Calculate the precision, recall, f1-score and support.

参数:

pred (torch.Tensor | np.ndarray | Sequence) – The prediction results. It can be labels (N, ), or scores of every class (N, C).
target (torch.Tensor | np.ndarray | Sequence) – The target of each prediction with shape (N, ).
thrs (Sequence[float | None]) – Predictions with scores under the thresholds are considered negative. It’s only used when pred is scores. None means no thresholds. Defaults to (0., ).
average (str | None) –
How to calculate the final metrics from the confusion matrix of every category. It supports three modes:
- ”macro”: Calculate metrics for each category, and calculate the mean value over all categories.
- ”micro”: Average the confusion matrix over all categories and calculate metrics on the mean confusion matrix.
- None: Calculate metrics of every category and output directly.
Defaults to “macro”.
num_classes (Optional, int) – The number of classes. If the pred is label instead of scores, this argument is required. Defaults to None.

返回:

The tuple contains precision, recall and f1-score. And the type of each item is:

torch.Tensor: If the pred is a sequence of label instead of score (number of dimensions is 1). Only returns a tensor for each metric. The shape is (1, ) if classwise is False, and (C, ) if classwise is True.
List[torch.Tensor]: If the pred is a sequence of score (number of dimensions is 2). Return the metrics on each thrs. The shape of tensor is (1, ) if classwise is False, and (C, ) if classwise is True.

返回类型:

Tuple

compute_metrics(results)[源代码]¶

Compute the metrics from processed results.

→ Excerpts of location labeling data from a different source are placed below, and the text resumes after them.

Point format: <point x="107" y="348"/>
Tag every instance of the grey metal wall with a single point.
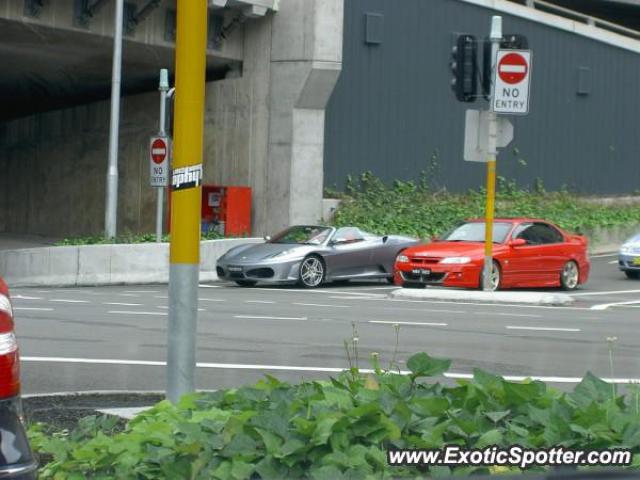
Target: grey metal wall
<point x="392" y="111"/>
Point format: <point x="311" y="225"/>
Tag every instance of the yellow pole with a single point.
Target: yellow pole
<point x="489" y="214"/>
<point x="186" y="179"/>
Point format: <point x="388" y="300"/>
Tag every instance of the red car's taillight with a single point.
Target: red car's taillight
<point x="9" y="359"/>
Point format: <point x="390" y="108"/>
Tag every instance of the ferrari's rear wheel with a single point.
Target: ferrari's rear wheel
<point x="570" y="276"/>
<point x="311" y="272"/>
<point x="496" y="278"/>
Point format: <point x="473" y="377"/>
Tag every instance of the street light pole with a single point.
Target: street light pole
<point x="186" y="186"/>
<point x="492" y="152"/>
<point x="164" y="88"/>
<point x="111" y="211"/>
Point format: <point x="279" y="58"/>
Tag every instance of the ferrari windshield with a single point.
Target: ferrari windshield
<point x="474" y="232"/>
<point x="303" y="235"/>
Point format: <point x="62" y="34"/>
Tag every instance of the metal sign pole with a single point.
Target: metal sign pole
<point x="111" y="203"/>
<point x="492" y="151"/>
<point x="186" y="186"/>
<point x="164" y="88"/>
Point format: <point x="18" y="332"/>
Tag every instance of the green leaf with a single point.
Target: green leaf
<point x="492" y="437"/>
<point x="323" y="430"/>
<point x="422" y="365"/>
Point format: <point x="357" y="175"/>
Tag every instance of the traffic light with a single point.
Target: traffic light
<point x="464" y="68"/>
<point x="509" y="41"/>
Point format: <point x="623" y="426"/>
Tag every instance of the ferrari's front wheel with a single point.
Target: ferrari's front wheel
<point x="311" y="272"/>
<point x="570" y="276"/>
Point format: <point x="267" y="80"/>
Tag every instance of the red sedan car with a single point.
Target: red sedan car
<point x="527" y="253"/>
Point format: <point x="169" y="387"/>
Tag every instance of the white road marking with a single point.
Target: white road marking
<point x="613" y="292"/>
<point x="543" y="329"/>
<point x="34" y="309"/>
<point x="604" y="306"/>
<point x="68" y="300"/>
<point x="128" y="312"/>
<point x="525" y="315"/>
<point x="320" y="305"/>
<point x="123" y="304"/>
<point x="420" y="324"/>
<point x="289" y="368"/>
<point x="258" y="317"/>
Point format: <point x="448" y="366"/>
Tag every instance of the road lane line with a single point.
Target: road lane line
<point x="258" y="317"/>
<point x="123" y="304"/>
<point x="320" y="305"/>
<point x="613" y="292"/>
<point x="128" y="312"/>
<point x="290" y="368"/>
<point x="34" y="309"/>
<point x="543" y="329"/>
<point x="420" y="324"/>
<point x="499" y="314"/>
<point x="68" y="300"/>
<point x="604" y="306"/>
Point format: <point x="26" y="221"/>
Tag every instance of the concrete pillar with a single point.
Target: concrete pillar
<point x="306" y="59"/>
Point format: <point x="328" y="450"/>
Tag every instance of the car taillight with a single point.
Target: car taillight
<point x="9" y="358"/>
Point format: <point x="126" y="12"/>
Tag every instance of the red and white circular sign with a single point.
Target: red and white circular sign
<point x="513" y="68"/>
<point x="158" y="150"/>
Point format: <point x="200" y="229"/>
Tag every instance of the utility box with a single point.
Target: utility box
<point x="226" y="210"/>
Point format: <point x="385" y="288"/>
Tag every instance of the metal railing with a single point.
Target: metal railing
<point x="580" y="17"/>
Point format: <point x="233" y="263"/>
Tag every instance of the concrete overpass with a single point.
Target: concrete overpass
<point x="271" y="67"/>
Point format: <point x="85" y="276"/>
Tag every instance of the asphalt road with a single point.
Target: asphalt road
<point x="114" y="338"/>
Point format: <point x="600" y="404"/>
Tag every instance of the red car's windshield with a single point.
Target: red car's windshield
<point x="475" y="231"/>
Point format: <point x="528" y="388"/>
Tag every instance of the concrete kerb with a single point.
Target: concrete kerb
<point x="530" y="298"/>
<point x="90" y="265"/>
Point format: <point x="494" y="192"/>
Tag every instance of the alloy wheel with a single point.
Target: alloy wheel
<point x="311" y="272"/>
<point x="569" y="276"/>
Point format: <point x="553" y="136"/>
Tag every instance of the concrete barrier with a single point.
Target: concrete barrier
<point x="104" y="264"/>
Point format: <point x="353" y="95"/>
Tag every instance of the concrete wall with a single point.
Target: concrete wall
<point x="264" y="127"/>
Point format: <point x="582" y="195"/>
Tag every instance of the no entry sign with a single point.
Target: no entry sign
<point x="513" y="74"/>
<point x="159" y="161"/>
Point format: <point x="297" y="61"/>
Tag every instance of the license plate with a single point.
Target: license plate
<point x="421" y="271"/>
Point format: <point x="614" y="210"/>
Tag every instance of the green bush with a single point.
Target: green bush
<point x="128" y="238"/>
<point x="341" y="428"/>
<point x="416" y="210"/>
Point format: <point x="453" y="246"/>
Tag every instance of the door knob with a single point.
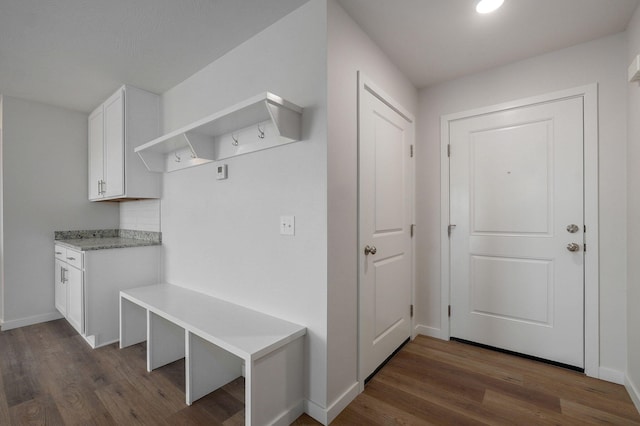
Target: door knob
<point x="573" y="228"/>
<point x="573" y="247"/>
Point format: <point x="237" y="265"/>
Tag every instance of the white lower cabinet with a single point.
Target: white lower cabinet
<point x="88" y="284"/>
<point x="68" y="286"/>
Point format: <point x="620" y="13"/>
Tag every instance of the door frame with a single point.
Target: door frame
<point x="366" y="84"/>
<point x="589" y="93"/>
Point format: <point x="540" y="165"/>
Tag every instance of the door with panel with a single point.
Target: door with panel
<point x="385" y="214"/>
<point x="114" y="130"/>
<point x="96" y="153"/>
<point x="60" y="289"/>
<point x="517" y="259"/>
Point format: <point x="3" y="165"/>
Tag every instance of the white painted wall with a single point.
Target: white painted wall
<point x="44" y="164"/>
<point x="602" y="61"/>
<point x="349" y="50"/>
<point x="140" y="215"/>
<point x="222" y="237"/>
<point x="633" y="213"/>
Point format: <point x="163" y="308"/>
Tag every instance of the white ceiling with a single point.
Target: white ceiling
<point x="74" y="53"/>
<point x="432" y="41"/>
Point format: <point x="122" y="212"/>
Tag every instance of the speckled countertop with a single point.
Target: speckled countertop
<point x="102" y="239"/>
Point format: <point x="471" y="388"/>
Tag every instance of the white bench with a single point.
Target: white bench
<point x="217" y="338"/>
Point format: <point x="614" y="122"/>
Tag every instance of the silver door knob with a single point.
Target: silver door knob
<point x="573" y="228"/>
<point x="573" y="247"/>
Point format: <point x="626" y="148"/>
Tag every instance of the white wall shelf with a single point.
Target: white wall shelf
<point x="261" y="122"/>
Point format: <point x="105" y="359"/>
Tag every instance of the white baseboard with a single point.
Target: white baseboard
<point x="611" y="375"/>
<point x="634" y="392"/>
<point x="316" y="411"/>
<point x="327" y="415"/>
<point x="290" y="415"/>
<point x="36" y="319"/>
<point x="427" y="331"/>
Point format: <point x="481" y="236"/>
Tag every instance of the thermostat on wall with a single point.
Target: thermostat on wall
<point x="221" y="172"/>
<point x="634" y="69"/>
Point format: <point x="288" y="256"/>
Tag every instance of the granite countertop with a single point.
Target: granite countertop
<point x="103" y="239"/>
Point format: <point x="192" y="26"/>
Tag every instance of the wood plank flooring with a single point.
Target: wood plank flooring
<point x="50" y="376"/>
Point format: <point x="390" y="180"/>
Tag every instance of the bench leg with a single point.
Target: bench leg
<point x="133" y="323"/>
<point x="274" y="386"/>
<point x="166" y="342"/>
<point x="207" y="367"/>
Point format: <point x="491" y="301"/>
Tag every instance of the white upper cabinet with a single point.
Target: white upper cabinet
<point x="129" y="117"/>
<point x="264" y="121"/>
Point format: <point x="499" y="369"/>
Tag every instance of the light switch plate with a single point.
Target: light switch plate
<point x="221" y="171"/>
<point x="287" y="225"/>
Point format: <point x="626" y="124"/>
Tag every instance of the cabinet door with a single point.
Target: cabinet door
<point x="96" y="153"/>
<point x="114" y="145"/>
<point x="60" y="287"/>
<point x="75" y="308"/>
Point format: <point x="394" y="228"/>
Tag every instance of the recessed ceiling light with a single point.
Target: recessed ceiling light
<point x="488" y="6"/>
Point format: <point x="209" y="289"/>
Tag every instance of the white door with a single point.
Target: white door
<point x="385" y="215"/>
<point x="75" y="311"/>
<point x="114" y="145"/>
<point x="60" y="289"/>
<point x="96" y="153"/>
<point x="516" y="181"/>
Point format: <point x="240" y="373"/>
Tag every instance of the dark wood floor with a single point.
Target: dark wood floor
<point x="50" y="376"/>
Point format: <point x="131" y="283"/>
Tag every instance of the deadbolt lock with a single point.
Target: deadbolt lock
<point x="573" y="228"/>
<point x="573" y="247"/>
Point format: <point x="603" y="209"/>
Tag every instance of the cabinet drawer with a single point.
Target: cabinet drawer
<point x="61" y="253"/>
<point x="74" y="258"/>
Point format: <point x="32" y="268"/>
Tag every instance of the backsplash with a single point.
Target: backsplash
<point x="93" y="234"/>
<point x="141" y="215"/>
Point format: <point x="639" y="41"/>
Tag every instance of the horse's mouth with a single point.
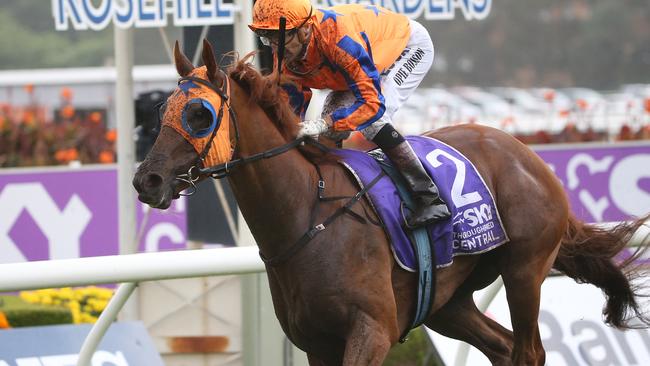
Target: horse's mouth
<point x="162" y="199"/>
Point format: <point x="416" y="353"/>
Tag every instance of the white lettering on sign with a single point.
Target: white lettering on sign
<point x="624" y="184"/>
<point x="432" y="9"/>
<point x="62" y="228"/>
<point x="100" y="358"/>
<point x="84" y="14"/>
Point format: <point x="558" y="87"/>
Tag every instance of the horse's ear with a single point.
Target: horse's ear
<point x="183" y="65"/>
<point x="210" y="61"/>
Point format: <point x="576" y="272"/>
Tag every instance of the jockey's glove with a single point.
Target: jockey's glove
<point x="313" y="128"/>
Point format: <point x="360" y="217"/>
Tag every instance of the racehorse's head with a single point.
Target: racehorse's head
<point x="194" y="131"/>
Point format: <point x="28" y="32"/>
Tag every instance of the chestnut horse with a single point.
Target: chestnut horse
<point x="340" y="296"/>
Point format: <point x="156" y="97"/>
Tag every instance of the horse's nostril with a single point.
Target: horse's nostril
<point x="152" y="181"/>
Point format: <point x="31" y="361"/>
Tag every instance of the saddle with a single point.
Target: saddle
<point x="474" y="226"/>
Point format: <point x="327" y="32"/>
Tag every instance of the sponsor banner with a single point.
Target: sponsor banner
<point x="430" y="9"/>
<point x="98" y="14"/>
<point x="571" y="329"/>
<point x="604" y="182"/>
<point x="70" y="213"/>
<point x="125" y="344"/>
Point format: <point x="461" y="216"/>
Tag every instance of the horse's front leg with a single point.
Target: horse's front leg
<point x="367" y="344"/>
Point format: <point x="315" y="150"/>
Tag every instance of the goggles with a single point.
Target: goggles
<point x="270" y="37"/>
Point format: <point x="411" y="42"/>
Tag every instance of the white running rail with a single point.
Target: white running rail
<point x="128" y="270"/>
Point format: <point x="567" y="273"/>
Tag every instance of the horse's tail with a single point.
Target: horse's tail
<point x="588" y="254"/>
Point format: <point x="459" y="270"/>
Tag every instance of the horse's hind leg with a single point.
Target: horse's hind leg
<point x="460" y="319"/>
<point x="523" y="286"/>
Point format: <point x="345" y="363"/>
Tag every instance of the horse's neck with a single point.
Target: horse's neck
<point x="275" y="195"/>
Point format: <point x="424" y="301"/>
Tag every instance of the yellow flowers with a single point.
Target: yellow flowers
<point x="85" y="304"/>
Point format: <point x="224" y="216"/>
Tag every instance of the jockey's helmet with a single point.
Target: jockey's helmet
<point x="267" y="13"/>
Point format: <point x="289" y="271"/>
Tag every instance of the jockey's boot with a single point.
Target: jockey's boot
<point x="429" y="207"/>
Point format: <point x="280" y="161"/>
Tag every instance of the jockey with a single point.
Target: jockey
<point x="372" y="59"/>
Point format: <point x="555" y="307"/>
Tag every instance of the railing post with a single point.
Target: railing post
<point x="104" y="322"/>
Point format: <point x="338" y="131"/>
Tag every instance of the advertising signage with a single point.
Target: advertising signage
<point x="97" y="15"/>
<point x="604" y="182"/>
<point x="61" y="213"/>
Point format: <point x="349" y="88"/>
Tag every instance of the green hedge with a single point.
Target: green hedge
<point x="22" y="314"/>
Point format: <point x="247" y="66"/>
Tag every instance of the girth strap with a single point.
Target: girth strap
<point x="317" y="229"/>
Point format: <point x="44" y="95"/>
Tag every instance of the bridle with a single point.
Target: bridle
<point x="194" y="173"/>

参数:: results (list) – The processed results of each batch.
返回:: The computed metrics. The keys are the names of the metrics, and the values are corresponding results.
返回类型:: Dict

process(data_batch, data_samples)[源代码]¶

Process one batch of data samples.

The processed results should be stored in self.results, which will be used to computed the metrics when all batches have been processed.

参数:

data_batch – A batch of data from the dataloader.
data_samples (Sequence[dict]) – A batch of outputs from the model.